The Group of Eight Summit: One Pillar of Today’s “G-x World”

By experts and staff
- Published
By
- Stewart M. PatrickJames H. Binger Senior Fellow in Global Governance and Director of the International Institutions and Global Governance Program
It has become conventional to assert, following Eurasia Group President Ian Bremmer, that we live in a “G-Zero World.” The international system lacks global leadership. Rather than concerting efforts in common endeavors, we are told, every nation is out for itself. In fact, the “G-Zero” label is misleading—a barren caricature of the rich landscape of international cooperation that actually does exist. What is distinctive about our era is not the absence of multilateralism, but its astonishing diversity and flexibility. When it comes to collective action, states are no longer focusing solely or even primarily on universal, treaty-based institutions like the United Nations—or even on a single apex forum like the Group of Twenty (G20). Instead, governments have adopted an ad hoc approach, coalescing in a bewildering array of issue-specific and sometimes transient bodies depending on their situational interests, shared values, and relevant capabilities. Welcome to the “G-x” world.
An important pillar of this G-x world is the venerable Group of Eight (G8), composed of the United States, Japan, Germany, the United Kingdom, France, Italy, Canada, and Russia (plus the European Union). The G8’s resilience is something of a surprise. Ever since President George W. Bush elevated the G20 to the leaders’ level in November 2008, pundits have predicted the G8’s demise. Such obituaries remain premature. The G8 retains unique advantages as a minilateral forum for political and macroeconomic coordination among advanced market democracies—notwithstanding Russia’s sometimes fractious relations with its liberal partners. These strengths will be in evidence next week, when the body meets for its annual summit in Lough Erne, Northern Ireland.
One of the G8’s obvious advantages over the G20 is its modest size, which enables the unscripted, candid dialogue that world leaders crave. The first summit of this kind, a G-5 meeting in the Chateau de Rambouillet in 1975, remains the model for this sort of interaction. After intimate discussions over the world economy, the leaders produced a concise declaration of only fifteen paragraphs. David Cameron, this year’s host, is anxious “to go back to those first principles. There will be no lengthy communique. No armies of officials telling each other what each of their leaders think.” As at last year’s Camp David summit, leaders will roll up their sleeves, outside the prying eyes of cameras and reporters, and get down to business.
That business, mercifully, will focus on a limited agenda. Under the theme of supporting “open economies, open governments and open societies,” Downing Street has chosen three topics for discussion: advancing global trade, ensuring tax compliance, and promoting greater transparency. These are all worthy goals and ones where the G8—which represents half of global GDP and the lion’s share of official development assistance—has a natural role to play in mobilizing international action.

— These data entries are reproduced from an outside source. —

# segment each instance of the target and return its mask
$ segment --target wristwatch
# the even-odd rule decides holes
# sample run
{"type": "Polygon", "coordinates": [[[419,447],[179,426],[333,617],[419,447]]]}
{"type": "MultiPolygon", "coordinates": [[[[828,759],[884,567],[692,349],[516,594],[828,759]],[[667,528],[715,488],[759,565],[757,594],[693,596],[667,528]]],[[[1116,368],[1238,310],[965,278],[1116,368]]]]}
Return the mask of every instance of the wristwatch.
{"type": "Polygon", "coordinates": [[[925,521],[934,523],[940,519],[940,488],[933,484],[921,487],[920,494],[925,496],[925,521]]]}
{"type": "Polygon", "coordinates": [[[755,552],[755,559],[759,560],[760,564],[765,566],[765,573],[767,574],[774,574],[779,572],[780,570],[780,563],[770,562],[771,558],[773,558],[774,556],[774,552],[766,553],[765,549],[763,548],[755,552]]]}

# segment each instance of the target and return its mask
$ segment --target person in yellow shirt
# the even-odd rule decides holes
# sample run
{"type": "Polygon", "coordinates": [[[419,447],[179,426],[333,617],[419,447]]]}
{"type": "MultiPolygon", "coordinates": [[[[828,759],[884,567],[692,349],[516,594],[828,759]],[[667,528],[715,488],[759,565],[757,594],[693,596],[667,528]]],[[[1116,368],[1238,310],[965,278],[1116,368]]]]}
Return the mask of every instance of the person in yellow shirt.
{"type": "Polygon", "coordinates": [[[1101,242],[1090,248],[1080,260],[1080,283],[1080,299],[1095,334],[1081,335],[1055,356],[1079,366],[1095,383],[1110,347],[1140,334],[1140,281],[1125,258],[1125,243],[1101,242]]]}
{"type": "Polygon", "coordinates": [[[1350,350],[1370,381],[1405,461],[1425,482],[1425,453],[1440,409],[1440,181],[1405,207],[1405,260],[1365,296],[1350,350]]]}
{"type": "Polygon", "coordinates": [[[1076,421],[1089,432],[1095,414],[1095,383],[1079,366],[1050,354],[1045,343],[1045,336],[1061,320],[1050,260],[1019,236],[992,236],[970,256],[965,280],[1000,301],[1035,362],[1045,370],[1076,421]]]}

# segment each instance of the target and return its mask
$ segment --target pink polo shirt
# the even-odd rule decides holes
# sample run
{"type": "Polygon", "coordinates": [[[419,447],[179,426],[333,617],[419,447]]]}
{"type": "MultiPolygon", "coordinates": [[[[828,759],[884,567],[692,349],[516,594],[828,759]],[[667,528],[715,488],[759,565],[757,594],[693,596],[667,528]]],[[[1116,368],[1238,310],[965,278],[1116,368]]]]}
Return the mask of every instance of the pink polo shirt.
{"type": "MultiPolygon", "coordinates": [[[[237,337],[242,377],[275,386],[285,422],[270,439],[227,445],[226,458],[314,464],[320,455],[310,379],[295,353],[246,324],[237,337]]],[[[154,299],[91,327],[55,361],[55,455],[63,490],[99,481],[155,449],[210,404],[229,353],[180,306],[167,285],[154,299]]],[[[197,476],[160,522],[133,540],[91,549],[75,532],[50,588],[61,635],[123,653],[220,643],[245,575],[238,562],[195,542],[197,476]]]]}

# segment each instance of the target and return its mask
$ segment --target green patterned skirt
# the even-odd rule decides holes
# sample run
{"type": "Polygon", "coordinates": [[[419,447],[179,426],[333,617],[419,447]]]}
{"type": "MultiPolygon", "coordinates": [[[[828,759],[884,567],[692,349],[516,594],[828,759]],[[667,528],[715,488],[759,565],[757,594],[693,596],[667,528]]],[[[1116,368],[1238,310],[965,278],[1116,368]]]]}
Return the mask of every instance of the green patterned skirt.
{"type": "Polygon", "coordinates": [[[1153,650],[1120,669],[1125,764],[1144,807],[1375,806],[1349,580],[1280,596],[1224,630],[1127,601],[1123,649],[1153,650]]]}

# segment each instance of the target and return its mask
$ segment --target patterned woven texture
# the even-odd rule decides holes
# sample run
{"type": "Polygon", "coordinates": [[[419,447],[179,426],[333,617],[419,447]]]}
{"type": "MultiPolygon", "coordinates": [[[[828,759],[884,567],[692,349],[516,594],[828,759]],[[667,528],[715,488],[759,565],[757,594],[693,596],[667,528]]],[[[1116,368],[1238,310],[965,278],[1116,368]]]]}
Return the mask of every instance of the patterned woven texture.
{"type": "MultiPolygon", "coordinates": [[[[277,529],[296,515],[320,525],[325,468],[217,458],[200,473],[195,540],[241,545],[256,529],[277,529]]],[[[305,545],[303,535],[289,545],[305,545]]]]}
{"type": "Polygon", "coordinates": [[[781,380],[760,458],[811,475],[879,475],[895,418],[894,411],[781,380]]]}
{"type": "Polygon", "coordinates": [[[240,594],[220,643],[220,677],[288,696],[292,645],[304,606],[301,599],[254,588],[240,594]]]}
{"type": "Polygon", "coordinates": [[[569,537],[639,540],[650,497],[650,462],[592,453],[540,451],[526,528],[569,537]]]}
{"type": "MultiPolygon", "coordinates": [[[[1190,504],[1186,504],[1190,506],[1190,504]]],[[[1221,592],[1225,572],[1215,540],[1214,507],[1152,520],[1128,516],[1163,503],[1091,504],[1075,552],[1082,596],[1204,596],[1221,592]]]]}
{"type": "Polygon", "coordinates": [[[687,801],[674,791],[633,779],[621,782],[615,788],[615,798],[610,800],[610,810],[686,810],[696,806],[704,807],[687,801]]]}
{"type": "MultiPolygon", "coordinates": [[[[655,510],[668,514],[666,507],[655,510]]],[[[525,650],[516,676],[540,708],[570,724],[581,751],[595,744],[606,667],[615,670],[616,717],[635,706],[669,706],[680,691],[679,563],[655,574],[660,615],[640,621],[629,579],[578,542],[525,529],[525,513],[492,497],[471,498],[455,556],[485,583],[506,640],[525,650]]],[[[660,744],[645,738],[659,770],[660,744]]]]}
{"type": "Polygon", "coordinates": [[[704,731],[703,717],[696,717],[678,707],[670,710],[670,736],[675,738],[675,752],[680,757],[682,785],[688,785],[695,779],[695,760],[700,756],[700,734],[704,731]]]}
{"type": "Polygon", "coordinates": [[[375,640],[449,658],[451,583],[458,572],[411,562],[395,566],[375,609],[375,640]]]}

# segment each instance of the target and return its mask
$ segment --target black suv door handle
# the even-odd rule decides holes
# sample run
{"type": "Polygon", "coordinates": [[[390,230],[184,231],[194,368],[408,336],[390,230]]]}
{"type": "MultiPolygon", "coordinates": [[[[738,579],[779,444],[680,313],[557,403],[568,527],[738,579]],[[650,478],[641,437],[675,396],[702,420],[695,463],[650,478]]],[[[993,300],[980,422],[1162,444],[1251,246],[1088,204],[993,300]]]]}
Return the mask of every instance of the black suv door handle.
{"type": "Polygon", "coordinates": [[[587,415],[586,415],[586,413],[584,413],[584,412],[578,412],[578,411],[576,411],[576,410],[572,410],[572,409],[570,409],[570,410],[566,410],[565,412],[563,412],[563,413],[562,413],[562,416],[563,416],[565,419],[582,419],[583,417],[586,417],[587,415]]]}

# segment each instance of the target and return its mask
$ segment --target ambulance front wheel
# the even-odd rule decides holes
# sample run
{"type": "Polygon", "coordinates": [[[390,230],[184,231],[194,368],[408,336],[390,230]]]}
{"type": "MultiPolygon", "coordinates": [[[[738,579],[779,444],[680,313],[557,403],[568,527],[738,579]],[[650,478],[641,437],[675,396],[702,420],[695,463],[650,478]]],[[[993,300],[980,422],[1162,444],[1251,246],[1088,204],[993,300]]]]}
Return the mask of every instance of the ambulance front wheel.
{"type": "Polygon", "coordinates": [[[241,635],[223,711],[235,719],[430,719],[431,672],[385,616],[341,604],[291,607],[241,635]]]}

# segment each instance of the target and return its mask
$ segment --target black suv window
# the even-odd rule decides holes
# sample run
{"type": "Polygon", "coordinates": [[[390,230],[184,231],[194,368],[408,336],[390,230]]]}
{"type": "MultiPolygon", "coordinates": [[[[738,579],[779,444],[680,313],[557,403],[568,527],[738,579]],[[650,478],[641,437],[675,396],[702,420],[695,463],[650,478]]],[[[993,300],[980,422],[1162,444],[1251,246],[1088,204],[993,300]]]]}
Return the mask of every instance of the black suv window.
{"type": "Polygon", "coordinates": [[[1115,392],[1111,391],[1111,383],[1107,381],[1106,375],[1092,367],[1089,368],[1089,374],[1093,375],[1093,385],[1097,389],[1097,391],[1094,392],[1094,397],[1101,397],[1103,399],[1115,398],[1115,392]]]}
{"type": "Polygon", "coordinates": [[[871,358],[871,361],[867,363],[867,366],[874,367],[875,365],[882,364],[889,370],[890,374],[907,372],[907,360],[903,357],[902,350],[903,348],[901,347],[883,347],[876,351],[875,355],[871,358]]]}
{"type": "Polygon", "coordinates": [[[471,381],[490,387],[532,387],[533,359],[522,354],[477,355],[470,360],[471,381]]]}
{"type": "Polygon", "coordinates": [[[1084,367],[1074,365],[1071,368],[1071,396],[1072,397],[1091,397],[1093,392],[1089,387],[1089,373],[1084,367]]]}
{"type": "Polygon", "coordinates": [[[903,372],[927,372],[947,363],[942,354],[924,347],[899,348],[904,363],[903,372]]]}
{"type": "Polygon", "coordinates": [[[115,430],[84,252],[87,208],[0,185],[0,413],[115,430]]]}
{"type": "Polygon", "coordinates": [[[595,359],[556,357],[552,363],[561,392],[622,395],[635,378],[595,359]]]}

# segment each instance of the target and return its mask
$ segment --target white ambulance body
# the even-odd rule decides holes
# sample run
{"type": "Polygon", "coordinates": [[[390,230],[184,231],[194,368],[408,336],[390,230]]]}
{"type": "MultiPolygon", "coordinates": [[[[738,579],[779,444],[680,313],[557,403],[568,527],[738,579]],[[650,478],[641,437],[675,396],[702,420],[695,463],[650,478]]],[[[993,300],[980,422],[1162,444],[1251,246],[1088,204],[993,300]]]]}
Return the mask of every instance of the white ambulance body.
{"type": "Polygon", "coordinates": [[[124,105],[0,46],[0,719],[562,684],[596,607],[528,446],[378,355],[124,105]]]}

This being a meeting of world leaders, the conversation in Northern Ireland will doubtless stray from this focused agenda to high-profile political topics—from the latest developments in Syria to the Iranian and North Korean nuclear programs. If so, one can hope that the intimate setting will offer opportunities to forge common ground—or, at least a common understanding of the stakes involved. In a G-x world, global problem-solving will increasingly occur through concerted action within informal clubs of states.